19 KiB
ReefVM Specification
Version 1.0
Overview
The ReefVM is a stack-based bytecode virtual machine designed for the Shrimp programming language. It supports closures, tail call optimization, exception handling, variadic functions, named parameters, and Ruby-style iterators with break/continue.
Architecture
Components
- Value Stack: Operand stack for computation
- Call Stack: Call frames for function invocations
- Exception Handlers: Stack of try/catch handlers
- Scope Chain: Linked scopes for lexical variable resolution
- Program Counter (PC): Current instruction index
- Constants Pool: Immutable values and function metadata
- Native Function Registry: External functions callable from Shrimp
Execution Model
- VM loads bytecode with instructions and constants
- PC starts at instruction 0
- Each instruction is executed sequentially (unless jumps occur)
- Execution continues until HALT or end of instructions
- Final value is top of stack (or null if empty)
Value Types
All runtime values are tagged unions:
type Value =
| { type: 'null', value: null }
| { type: 'boolean', value: boolean }
| { type: 'number', value: number }
| { type: 'string', value: string }
| { type: 'array', value: Value[] }
| { type: 'dict', value: Map<string, Value> }
| { type: 'function', params: string[], defaults: Record<string, Value>,
body: number, parentScope: Scope, variadic: boolean, kwargs: boolean }
Type Coercion
toNumber: number → identity, string → parseFloat (or 0), boolean → 1/0, others → 0
toString: string → identity, number → string, boolean → string, null → "null", function → "", array → "[item, item]", dict → "{key: value, ...}"
isTrue: Only null and false are falsy.

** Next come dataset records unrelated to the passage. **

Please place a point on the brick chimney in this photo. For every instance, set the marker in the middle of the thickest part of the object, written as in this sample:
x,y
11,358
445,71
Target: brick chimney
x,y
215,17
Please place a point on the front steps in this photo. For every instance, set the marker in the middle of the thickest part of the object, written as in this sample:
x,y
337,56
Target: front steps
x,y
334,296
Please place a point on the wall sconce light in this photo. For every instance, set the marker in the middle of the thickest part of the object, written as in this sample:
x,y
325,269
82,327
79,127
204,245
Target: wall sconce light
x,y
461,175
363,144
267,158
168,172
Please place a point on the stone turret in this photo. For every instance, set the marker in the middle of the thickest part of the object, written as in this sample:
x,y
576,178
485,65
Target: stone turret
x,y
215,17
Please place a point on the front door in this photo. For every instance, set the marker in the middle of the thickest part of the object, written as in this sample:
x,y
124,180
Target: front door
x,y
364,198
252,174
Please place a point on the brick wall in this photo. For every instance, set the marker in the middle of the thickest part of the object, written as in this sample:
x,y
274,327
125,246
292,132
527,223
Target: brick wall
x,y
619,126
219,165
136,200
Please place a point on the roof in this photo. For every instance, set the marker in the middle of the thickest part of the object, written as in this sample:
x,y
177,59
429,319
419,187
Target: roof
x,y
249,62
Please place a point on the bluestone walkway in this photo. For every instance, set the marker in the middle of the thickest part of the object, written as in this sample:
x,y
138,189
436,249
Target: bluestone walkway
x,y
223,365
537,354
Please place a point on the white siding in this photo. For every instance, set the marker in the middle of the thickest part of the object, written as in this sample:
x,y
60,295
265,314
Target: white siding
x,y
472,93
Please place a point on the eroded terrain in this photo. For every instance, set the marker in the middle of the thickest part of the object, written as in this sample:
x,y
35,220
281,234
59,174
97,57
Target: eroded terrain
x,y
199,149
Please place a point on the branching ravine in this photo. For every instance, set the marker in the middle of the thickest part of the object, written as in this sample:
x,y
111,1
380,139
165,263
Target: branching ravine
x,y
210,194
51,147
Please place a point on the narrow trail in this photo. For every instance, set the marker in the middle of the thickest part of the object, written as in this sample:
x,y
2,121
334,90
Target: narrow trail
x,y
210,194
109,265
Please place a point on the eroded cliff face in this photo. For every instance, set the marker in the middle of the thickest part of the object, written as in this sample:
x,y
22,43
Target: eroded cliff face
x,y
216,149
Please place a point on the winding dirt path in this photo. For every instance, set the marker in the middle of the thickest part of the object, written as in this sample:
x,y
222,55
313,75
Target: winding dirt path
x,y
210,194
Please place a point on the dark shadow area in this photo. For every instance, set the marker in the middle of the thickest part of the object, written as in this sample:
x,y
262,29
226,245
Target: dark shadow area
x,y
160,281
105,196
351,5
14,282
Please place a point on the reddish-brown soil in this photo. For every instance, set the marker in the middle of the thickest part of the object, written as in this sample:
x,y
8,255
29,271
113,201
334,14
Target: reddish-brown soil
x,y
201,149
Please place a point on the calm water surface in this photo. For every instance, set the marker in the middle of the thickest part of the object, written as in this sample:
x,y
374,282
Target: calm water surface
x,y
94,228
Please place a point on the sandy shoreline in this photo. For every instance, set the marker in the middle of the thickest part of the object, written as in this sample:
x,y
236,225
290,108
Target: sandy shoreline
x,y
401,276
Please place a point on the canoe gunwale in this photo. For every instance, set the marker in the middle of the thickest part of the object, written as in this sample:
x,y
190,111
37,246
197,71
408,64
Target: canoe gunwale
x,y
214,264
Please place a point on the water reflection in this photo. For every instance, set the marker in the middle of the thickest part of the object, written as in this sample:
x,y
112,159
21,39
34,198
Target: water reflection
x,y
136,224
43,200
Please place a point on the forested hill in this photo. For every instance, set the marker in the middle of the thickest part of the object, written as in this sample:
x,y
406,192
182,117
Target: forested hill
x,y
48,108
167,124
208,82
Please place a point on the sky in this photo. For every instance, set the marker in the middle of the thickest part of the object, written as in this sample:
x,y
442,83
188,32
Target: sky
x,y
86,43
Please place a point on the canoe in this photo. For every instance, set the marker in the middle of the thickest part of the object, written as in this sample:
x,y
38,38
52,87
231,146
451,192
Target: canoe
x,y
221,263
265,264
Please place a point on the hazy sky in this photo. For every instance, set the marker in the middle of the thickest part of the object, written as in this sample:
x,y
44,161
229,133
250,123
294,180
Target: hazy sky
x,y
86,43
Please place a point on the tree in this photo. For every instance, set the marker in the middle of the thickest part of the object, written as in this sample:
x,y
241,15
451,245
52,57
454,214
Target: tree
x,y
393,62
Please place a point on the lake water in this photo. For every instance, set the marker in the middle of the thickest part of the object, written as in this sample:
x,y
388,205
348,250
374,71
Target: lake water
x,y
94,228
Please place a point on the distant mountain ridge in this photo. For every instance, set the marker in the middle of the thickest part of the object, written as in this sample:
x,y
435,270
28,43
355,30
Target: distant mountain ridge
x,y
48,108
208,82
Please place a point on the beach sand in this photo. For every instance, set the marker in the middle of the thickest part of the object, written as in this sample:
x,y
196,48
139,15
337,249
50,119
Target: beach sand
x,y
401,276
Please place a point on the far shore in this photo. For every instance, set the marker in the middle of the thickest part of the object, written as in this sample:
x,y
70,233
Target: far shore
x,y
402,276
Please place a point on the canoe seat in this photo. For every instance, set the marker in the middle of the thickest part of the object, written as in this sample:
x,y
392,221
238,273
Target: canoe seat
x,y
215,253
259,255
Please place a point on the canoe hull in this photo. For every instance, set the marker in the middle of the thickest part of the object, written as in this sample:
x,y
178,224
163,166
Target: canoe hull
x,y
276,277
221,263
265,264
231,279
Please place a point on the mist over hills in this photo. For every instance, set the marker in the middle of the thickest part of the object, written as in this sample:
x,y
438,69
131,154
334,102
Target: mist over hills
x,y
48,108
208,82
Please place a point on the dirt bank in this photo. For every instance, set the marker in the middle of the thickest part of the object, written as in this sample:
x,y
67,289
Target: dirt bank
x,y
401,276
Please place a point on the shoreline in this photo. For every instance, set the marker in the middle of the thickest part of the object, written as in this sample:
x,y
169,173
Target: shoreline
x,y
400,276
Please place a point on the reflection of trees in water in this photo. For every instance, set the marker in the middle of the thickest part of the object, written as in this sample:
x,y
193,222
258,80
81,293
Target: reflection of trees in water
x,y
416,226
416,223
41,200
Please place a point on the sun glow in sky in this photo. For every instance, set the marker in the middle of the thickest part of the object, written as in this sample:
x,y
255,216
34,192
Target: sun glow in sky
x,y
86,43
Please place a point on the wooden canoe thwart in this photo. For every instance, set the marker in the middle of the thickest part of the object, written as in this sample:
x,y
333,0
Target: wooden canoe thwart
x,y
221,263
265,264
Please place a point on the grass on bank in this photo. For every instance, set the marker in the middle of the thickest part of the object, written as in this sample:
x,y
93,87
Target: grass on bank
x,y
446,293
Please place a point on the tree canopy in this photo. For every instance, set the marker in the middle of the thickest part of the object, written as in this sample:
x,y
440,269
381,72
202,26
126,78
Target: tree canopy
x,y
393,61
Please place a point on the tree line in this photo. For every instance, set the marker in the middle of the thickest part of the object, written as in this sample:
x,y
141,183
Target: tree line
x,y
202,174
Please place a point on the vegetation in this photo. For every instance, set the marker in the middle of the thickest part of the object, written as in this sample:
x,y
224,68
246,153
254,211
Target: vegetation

Everything else (including 0, "", empty arrays, empty dicts) is truthy.
Bytecode Format
type Bytecode = {
instructions: Instruction[]
constants: Constant[]
}
type Instruction = {
op: OpCode
operand?: number | string
}
type Constant =
| Value
| { type: 'function_def', params: string[], defaults: Record<string, number>,
body: number, variadic: boolean, kwargs: boolean }
Scope Chain
Variables are resolved through a linked scope chain:
class Scope {
locals: Map<string, Value>;
parent?: Scope;
}
Variable Resolution (LOAD):
- Check current scope's locals
- If not found, recursively check parent
- If not found anywhere, throw error
Variable Assignment (STORE):
- If variable exists in current scope, update it
- Else if variable exists in any parent scope, update it there
- Else create new variable in current scope
This implements "assign to outermost scope where defined" semantics.
Call Frames
type CallFrame = {
returnAddress: number // Where to resume after RETURN
returnScope: Scope // Scope to restore after RETURN
isBreakTarget: boolean // Can be targeted by BREAK
}
Exception Handlers
type ExceptionHandler = {
catchAddress: number // Where to jump on exception
finallyAddress?: number // Where to jump for finally block (always runs)
callStackDepth: number // Call stack depth when handler pushed
scope: Scope // Scope to restore in catch block
}
Opcodes
Stack Operations
PUSH
Operand: Index into constants pool (number)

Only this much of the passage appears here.